Vice-President, Agriculture and Commercial, Libro Credit Union

Frank Kennes

No. I know that it's a big challenge in our area. I was trying to think of an example. Mr. Shipley, my MP, knows the area that I come from. It's the town of Parkhill and Ailsa Craig. I grew up on a farm there and it's about a 10-mile stretch between the two towns. When I grew up in the 1960s, there was a family farm almost every 100 acres, so every farm was maybe 100 or 200 acres. I was counting up this morning how many main farm operations there are on that 10-mile stretch and it was hard to come up with five, so it's changed a lot. The commercial farmer has become very large in Ontario. Certainly, it's not when compared to Saskatchewan, in terms of the number of acres, but the average farm in Ontario is probably 500 or 600 acres of land, whereas 30 years ago, it was maybe 100 acres, so things have changed a lot. With $20,000 an acre—that's the top end, but even at $15,000 an acre—that's millions of dollars of value in farmland right now.

For someone who wants to start up a small farm, it's impossible. I really don't know how they can do it. Therefore, that is a big challenge that's being faced by all of us, but in the end, there are really two types of farmers. There's a commercial large farmer and a small hobby-type farmer, where one or both of the partners work off the farm in jobs to make ends meet.

12:30 p.m.

Conservative

David Anderson Conservative Cypress Hills—Grasslands, SK

How do you approach the smaller folks who come and they have a niche market that they may be able to fill? How do you measure risk when you're lending to people like that?

12:30 p.m.

Vice-President, Agriculture and Commercial, Libro Credit Union

Frank Kennes

We try to take everything into account, so the income that can be earned by doing the niche farm operation and their off-farm income to see if, between everything, we can make a go of it. We look at all the different avenues possible to try to help someone get into farming, but it's really difficult for people. Especially for those who don't have a family behind them to help them get started, it's almost impossible.

12:30 p.m.

Conservative

David Anderson Conservative Cypress Hills—Grasslands, SK

Can I just change direction a bit here?

Exchange rates have changed.
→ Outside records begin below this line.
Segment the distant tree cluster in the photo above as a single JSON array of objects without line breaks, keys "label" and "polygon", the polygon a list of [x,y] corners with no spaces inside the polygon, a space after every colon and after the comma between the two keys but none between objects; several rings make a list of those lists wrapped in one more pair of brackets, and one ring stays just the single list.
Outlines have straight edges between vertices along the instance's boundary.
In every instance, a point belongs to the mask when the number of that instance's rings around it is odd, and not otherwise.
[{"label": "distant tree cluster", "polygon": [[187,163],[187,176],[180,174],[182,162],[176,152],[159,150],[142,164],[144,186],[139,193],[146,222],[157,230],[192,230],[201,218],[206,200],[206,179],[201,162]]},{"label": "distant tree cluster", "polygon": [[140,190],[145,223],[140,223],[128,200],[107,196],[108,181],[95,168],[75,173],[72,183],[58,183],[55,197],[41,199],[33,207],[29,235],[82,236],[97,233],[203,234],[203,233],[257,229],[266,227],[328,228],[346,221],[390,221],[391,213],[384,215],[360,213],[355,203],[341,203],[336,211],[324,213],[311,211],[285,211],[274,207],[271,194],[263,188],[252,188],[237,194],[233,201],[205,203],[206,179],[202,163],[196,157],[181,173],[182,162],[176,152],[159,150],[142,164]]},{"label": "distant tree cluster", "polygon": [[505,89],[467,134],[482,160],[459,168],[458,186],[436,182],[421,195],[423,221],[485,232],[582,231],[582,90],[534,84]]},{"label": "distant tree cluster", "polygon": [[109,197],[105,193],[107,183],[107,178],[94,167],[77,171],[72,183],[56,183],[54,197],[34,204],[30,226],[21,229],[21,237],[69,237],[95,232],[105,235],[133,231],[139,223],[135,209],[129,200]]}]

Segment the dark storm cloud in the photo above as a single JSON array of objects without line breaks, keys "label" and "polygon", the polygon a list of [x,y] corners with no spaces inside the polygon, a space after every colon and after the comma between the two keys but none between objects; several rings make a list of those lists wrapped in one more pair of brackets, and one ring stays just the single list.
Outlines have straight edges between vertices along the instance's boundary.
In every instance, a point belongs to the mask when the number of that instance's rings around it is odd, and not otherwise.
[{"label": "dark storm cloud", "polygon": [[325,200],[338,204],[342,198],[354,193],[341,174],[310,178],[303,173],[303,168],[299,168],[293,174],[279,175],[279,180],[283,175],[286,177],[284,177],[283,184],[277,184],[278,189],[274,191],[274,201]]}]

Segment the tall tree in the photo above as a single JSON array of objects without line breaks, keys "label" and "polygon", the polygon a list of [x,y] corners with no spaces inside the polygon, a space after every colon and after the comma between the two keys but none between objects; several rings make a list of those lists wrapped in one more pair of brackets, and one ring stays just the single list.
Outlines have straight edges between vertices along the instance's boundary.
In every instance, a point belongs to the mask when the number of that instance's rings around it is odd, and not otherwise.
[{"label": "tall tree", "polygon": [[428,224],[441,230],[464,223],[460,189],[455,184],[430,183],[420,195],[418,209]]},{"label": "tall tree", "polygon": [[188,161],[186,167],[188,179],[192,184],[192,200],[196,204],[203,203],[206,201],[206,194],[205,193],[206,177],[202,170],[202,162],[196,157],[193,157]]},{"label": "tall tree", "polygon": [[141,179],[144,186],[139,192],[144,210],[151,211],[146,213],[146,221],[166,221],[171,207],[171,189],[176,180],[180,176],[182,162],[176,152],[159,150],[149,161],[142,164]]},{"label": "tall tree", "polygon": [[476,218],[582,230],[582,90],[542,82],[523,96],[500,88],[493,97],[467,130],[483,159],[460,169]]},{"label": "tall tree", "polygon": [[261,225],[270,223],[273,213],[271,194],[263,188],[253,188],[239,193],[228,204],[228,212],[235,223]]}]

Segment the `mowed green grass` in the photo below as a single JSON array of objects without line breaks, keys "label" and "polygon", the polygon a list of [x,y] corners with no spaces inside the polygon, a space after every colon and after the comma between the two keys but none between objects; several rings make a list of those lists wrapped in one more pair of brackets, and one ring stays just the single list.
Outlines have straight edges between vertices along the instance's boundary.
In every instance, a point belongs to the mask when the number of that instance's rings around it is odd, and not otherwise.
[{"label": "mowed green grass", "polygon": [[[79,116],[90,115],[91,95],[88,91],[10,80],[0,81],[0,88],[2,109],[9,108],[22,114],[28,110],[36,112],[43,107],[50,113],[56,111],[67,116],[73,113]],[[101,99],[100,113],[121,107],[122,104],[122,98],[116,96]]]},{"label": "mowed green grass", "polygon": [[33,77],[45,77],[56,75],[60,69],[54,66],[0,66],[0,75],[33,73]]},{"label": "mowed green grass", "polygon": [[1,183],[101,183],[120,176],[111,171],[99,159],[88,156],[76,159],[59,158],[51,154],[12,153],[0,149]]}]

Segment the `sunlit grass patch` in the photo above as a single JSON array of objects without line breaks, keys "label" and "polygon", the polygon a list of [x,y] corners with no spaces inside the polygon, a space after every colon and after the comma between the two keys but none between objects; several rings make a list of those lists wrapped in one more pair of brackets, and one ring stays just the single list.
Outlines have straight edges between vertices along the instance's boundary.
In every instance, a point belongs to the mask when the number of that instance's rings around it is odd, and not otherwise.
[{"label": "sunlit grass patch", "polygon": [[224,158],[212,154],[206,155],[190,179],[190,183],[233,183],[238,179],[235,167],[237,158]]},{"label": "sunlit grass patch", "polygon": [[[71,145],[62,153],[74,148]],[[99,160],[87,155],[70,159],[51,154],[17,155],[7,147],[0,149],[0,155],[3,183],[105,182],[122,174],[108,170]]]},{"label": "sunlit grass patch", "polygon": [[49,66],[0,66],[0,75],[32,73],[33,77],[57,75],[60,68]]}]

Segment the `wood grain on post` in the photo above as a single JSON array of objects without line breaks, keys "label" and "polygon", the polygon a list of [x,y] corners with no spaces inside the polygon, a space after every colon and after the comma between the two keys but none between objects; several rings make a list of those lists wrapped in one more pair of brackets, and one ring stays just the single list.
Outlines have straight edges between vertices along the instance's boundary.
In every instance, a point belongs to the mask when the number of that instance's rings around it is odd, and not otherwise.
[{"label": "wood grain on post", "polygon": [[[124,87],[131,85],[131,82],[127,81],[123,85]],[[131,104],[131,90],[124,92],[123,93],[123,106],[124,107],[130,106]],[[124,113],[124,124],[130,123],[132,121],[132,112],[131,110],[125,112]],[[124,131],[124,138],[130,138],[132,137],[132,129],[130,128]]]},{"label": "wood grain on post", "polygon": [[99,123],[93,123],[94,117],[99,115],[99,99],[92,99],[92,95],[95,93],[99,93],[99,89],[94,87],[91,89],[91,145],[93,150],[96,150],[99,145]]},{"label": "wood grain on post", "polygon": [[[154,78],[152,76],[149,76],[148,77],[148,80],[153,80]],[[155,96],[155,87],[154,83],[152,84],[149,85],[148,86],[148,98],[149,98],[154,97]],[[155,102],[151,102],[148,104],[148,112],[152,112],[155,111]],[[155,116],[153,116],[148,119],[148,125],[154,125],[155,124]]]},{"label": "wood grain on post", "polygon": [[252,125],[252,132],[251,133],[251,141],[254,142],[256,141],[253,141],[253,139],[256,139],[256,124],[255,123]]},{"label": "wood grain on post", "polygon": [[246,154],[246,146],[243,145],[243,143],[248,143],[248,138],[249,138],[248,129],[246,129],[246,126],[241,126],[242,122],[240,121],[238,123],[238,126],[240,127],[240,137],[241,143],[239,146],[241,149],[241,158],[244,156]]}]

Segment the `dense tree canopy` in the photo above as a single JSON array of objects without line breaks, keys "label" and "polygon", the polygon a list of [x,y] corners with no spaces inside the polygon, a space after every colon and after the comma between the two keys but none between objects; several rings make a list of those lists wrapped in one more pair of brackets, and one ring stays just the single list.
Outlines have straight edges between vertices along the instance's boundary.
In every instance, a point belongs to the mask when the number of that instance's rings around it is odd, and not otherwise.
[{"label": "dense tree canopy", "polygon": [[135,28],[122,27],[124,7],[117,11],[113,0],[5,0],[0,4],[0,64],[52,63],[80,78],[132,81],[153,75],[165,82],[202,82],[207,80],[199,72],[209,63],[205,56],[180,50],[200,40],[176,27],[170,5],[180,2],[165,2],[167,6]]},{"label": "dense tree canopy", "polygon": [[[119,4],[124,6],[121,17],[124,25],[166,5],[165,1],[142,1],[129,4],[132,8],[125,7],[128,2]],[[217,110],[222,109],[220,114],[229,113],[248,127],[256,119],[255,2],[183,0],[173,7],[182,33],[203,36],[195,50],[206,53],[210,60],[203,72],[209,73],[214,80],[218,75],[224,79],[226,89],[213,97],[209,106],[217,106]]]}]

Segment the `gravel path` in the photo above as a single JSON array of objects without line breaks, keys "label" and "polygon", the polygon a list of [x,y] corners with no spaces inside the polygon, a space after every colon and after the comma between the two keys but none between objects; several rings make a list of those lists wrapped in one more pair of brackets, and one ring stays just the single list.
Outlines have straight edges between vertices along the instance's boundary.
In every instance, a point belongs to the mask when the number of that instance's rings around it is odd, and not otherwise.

Six months ago we wouldn't have expected to see what we're seeing right now. We're starting to hear some extreme suggestions of where we might end up. I'm wondering if you have your prophet's hat on and can give us an idea of where we might end up. When should we start getting concerned about exchange rates, or is it still so simple that if we export, we're doing well, and if we're importing, we're not going to do well at this, but it doesn't really matter? I'm interested in your perspective on that.

12:30 p.m.

Vice-President, Agriculture and Commercial, Libro Credit Union

Frank Kennes

I've seen both sides of the coin. When our dollar is very high and the commodities that we sell become expensive, it's been very hard on a number of farm-related operations and just plain primary producers as well. When our dollar goes down, obviously many farmers benefit from that. We all have to be cognizant that those exchange rates change constantly, and we should not become dependent on a low Canadian dollar being what makes us profitable.

12:30 p.m.

Conservative

David Anderson Conservative Cypress Hills—Grasslands, SK

Are we headed to 65?

12:30 p.m.

Vice-President, Agriculture and Commercial, Libro Credit Union

Frank Kennes

I have no idea. It's like predicting interest rates. We've talked about interest rates going up for the last five years, and that hasn't happened, so I'm not going to make predictions on those.